He is referring to the VP of PETA, and her source of insulin is from dogs. She justified her use of this as "well, I need my life so I can protect animals". What a crock of hooey. Many diabetics need their life to protect and care for their FAMILIES. But that doesn't count in PETA's eyes. 

Elitism at its finest, and most dangerous, might I add.


----------



## Dchiefransom (Jan 16, 2006)

doctariAFC said:


> He is referring to the VP of PETA, and her source of insulin is from dogs. She justified her use of this as "well, I need my life so I can protect animals". What a crock of hooey. Many diabetics need their life to protect and care for their FAMILIES. But that doesn't count in PETA's eyes.
> 
> Elitism at its finest, and most dangerous, might I add.


Thanks Doc.


----------



## lioness (Apr 3, 2006)

*in response to the conversation*

http://petakillsanimals.com/petaTrial2.cfm

and they call hunters, unethical and inhumane?   :zip:


----------



## lioness (Apr 3, 2006)

:embara: now I am red faced it was already posted sowwy


----------



## TroutBum (Apr 21, 2006)

Engelsmung said:


> I'd like to "target" her...


+1 :laugh: :laugh:


----------



## Mr. October (Feb 15, 2003)

Sounds like a good time to drop Miss Langoria a letter thanking for not being ashamed of being a hunter.


----------



## kcarcherguy (Feb 18, 2005)

Last week we had two naked women (covered in flowers unfortunately) here in Kansas City laying in coffins acting dead aside a busy intersection, somehow representative of the people that die from eating meat. There was also a person dressed as a bird (I think it was a chicken) dancing around handing out flyers.

Stupid things like this destroy what little credibility PETA and its membership have.
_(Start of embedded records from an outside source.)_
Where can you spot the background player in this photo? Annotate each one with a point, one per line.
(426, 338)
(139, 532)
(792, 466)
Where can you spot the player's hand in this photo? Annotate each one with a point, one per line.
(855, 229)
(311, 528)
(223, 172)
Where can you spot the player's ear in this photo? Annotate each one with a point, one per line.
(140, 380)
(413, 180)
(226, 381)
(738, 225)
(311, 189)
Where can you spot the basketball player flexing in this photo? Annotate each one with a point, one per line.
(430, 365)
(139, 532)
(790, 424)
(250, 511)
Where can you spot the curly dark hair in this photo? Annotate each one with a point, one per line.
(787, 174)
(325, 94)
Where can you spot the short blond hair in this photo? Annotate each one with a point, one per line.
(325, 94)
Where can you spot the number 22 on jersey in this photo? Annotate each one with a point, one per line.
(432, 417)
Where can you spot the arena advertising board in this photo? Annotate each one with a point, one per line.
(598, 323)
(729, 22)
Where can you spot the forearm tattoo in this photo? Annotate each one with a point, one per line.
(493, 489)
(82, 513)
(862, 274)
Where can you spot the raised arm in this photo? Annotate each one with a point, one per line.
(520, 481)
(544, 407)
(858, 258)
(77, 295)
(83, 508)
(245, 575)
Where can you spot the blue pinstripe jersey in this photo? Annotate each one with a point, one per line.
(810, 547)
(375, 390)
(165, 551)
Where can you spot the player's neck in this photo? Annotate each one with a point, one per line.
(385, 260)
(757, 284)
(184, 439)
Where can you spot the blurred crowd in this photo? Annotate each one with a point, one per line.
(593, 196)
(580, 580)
If I were not pro-hunting/pro-steak eating, and were on the fence about the issues, I'd probably lean in the other direction just to avoid being thought of as someone who associates with these moronic people. As with all sensitive issues in today's society, the stupid people at the forefront often undermine the cause they're acting stupid on behalf of. 
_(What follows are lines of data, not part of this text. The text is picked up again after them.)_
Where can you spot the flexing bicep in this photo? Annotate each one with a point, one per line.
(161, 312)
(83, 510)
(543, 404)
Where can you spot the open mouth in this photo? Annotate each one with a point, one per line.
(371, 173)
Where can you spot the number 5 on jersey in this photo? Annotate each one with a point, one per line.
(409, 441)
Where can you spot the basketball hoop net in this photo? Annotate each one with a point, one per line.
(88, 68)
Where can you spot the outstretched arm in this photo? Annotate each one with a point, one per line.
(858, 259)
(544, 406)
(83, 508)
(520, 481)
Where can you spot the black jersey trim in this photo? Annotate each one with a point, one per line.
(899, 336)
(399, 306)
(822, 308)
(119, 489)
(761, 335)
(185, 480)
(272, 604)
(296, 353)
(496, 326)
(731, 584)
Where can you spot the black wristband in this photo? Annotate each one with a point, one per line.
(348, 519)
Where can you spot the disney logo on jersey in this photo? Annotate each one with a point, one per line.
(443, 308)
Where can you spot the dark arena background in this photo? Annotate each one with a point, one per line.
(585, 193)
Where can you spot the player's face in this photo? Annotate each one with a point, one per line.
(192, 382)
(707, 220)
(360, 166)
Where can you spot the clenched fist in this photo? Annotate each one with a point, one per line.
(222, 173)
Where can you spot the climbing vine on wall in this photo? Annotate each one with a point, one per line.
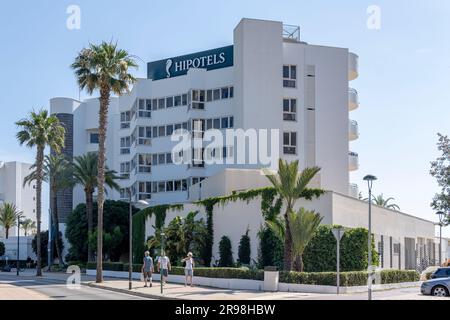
(139, 219)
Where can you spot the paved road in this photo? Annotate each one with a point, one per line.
(57, 290)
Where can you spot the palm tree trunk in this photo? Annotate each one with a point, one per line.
(90, 220)
(39, 164)
(287, 242)
(56, 223)
(103, 121)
Keep up the good work PETA. :wink:


----------



## SyberEagle (Apr 9, 2006)

*PETA goes after the wrong people*

My wife and I show Irish Setters in AKC and UKC shows. Everyone has got to be constantly on guard for these nutcases showing up and taking off with your dogs. We were at a show last year in Louisville and they went into someones camper and loaded up 4 of there dogs. Fortunately they were stopped before they got away.
My point is that of all the neglected back yard dogs that exist in this world that these people should be helping, they go after show dogs because apparently running them around in a ring for a few minutes while being judged is cruel. These dogs get treated like royalty. Heck my dogs eat better than I do half the time. These dogs are brushed and washed at least twice a week, given vitamin suppliments in addition to the highest quality food out there. They get regular vet checks, the list goes on and on.
These idiots need to get there heads out of there a_ _es and look around at where the problems really are for a change!!!:angry: :angry: :angry: 
I will now climb down off my soap box and return you to your regularly scheduled thread.


----------